5 Rules for Successful Soldering

What is soldering?

Soldering is the process of joining two pieces of metal with solder, an alloy of silver, zinc and other trace metals. The solder is heated to a molten state and then forms a strong bond between two metals as it cools back to solid form. Once you understand the basic rules of soldering, the process will begin to fall into place.

These 5 Rules for Successful Soldering will help you to understand the process and succeed at soldering.

Rule #1. Metal must be clean.

Solder won't flow on a dirty or greasy surface. Make sure that the metal is clean before soldering. Clean your metal by giving it a quick scrub with a non-bleach cleanser like "Bar Keepers Friend", metal cleaner like "Penny Brite" or place it in your pickle pot and let sit for a few minutes. Rinse all pieces thoroughly under running water and dry with a clean soft cloth.

Rule #2. No gaps in the seams.

All seams must fit must fit tightly together. Solder will not flow to fill a gap in the metal. Avoid ill-fitting seams by cutting using smooth edge metal shears, appropriate saw blade, or a flush wire cutter depending on the material. Files are commonly used to perfect cut edges before soldering.

Rule #3. Use flux for prevent firescale and help the solder to flow.
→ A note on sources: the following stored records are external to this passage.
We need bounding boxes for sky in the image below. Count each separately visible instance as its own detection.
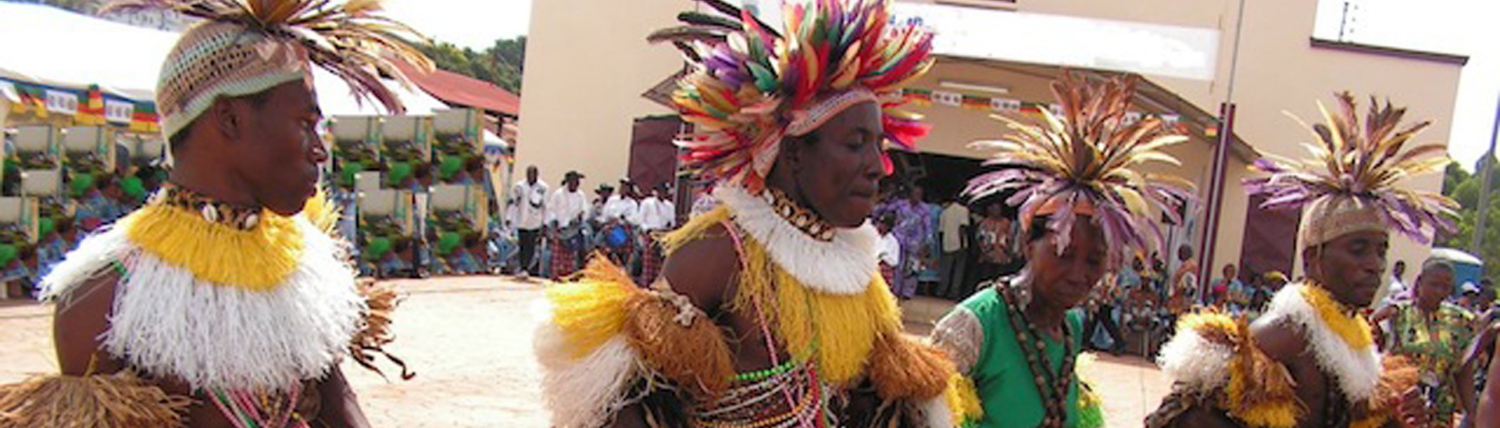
[378,0,1494,172]
[381,0,532,49]
[1312,0,1500,172]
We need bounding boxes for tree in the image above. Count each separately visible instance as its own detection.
[415,36,526,94]
[1439,155,1500,283]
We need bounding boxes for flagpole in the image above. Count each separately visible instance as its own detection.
[1472,94,1500,256]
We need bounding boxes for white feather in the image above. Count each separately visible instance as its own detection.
[535,325,643,428]
[1155,328,1234,392]
[914,396,958,428]
[49,219,363,393]
[1263,283,1382,401]
[714,186,879,295]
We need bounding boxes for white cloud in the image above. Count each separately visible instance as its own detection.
[382,0,532,50]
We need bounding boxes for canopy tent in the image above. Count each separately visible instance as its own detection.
[0,2,449,120]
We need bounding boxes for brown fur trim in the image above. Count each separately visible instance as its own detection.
[868,333,957,400]
[348,279,414,380]
[622,291,736,397]
[0,371,191,428]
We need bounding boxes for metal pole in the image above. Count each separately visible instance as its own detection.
[1197,0,1247,301]
[1472,95,1500,255]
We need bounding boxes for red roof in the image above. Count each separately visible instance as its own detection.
[394,61,520,117]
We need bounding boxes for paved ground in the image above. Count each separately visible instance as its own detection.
[0,276,1170,427]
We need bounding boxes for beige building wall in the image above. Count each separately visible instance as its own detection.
[515,0,682,189]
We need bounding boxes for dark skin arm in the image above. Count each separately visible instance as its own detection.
[606,225,739,428]
[1370,306,1398,351]
[1252,319,1328,428]
[1479,338,1500,428]
[56,271,369,428]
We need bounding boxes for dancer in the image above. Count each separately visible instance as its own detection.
[1148,93,1459,428]
[535,1,976,427]
[0,0,429,426]
[931,74,1195,428]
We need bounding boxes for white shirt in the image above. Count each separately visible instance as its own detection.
[546,188,589,228]
[602,195,641,225]
[509,180,549,230]
[938,203,971,253]
[637,197,676,231]
[878,232,901,267]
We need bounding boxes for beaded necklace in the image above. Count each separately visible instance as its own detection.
[762,188,836,242]
[208,385,308,428]
[1001,286,1077,428]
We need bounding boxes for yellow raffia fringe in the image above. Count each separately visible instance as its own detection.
[665,205,902,386]
[301,188,340,235]
[1224,318,1300,428]
[546,258,639,359]
[945,373,983,425]
[1300,285,1374,349]
[0,372,191,428]
[124,203,303,291]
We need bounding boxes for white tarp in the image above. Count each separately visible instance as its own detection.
[0,2,449,116]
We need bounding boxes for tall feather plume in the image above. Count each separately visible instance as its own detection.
[650,0,933,193]
[965,73,1195,267]
[1242,92,1458,244]
[102,0,434,114]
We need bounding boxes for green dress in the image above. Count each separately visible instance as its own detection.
[934,286,1095,428]
[1391,301,1475,419]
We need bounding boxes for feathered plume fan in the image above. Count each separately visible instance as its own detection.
[1243,92,1458,243]
[648,0,935,192]
[102,0,435,114]
[965,74,1195,266]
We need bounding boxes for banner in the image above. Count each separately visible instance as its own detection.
[0,78,159,132]
[900,88,1200,135]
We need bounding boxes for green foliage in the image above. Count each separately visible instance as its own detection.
[416,36,527,95]
[1440,155,1500,282]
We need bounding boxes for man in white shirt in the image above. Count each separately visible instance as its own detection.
[636,183,676,285]
[876,214,901,286]
[508,166,547,277]
[934,198,971,299]
[599,179,641,267]
[546,171,589,279]
[1376,260,1409,310]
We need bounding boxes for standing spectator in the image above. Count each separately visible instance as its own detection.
[1377,260,1410,309]
[599,179,640,267]
[1211,263,1241,310]
[1371,259,1476,427]
[935,197,971,299]
[973,203,1012,282]
[874,185,933,299]
[918,193,943,294]
[508,166,548,277]
[546,171,588,280]
[1170,245,1199,304]
[636,183,676,285]
[876,214,900,288]
[1084,270,1127,355]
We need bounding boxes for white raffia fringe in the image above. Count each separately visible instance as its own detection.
[915,396,957,428]
[1263,283,1381,401]
[535,323,643,428]
[714,185,879,295]
[1155,327,1233,392]
[44,219,363,393]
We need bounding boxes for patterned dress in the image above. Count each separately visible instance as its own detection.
[1390,301,1476,421]
[874,199,932,298]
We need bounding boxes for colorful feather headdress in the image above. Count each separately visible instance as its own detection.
[965,74,1195,267]
[103,0,434,139]
[650,0,935,193]
[1243,93,1458,250]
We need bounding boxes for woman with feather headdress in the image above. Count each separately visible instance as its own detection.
[1148,93,1458,428]
[0,1,431,427]
[929,73,1196,428]
[533,0,979,427]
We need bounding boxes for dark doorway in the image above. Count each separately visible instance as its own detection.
[628,115,682,193]
[1238,194,1301,283]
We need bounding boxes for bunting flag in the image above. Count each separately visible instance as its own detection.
[1,78,159,132]
[130,103,161,134]
[900,87,1191,125]
[76,85,107,125]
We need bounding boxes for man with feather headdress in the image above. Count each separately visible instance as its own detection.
[533,0,978,427]
[0,1,431,427]
[1148,94,1459,428]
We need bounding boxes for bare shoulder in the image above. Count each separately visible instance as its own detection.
[53,270,124,376]
[1251,316,1308,364]
[661,222,741,315]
If using wire or sheet solder, apply flux to all areas to be soldered. Flux allows the solder to flow and connect the join during the soldering process. Flux also prevents oxidation of the metal surface during soldering. Paste solder does not require the use of flux, but you may apply it, if desired, to aid in the prevention of firescale.

Rule #4. The heat of the metal causes the solder to flow.

When soldering, the metal must reach the necessary temperature in order for the solder to flow. Remember that it is the heat of the metal and not the flame of the the torch that heats solder to the flow point. Concentrate the heat first on the surrounding surface, then on the join to be soldered. Heat all parts of the piece evenly. The solder will flow to the hottest part of the surface and move with the heat of the flame.

Rule #5. Clean your piece between steps.

Pickle removes fire scale caused by the heat of the torch. Use a small crock pot to keep pickle warm. To mix pickle solution use about 1 cup of water to 1/8 cup granular pickle and mix. Your soldered piece must be pickled in between each soldering step. Only use copper tongs in the solution, as steel tools will contaminate the pickle.

In case of soldering failure, pickle the piece, review these steps and start again at the beginning.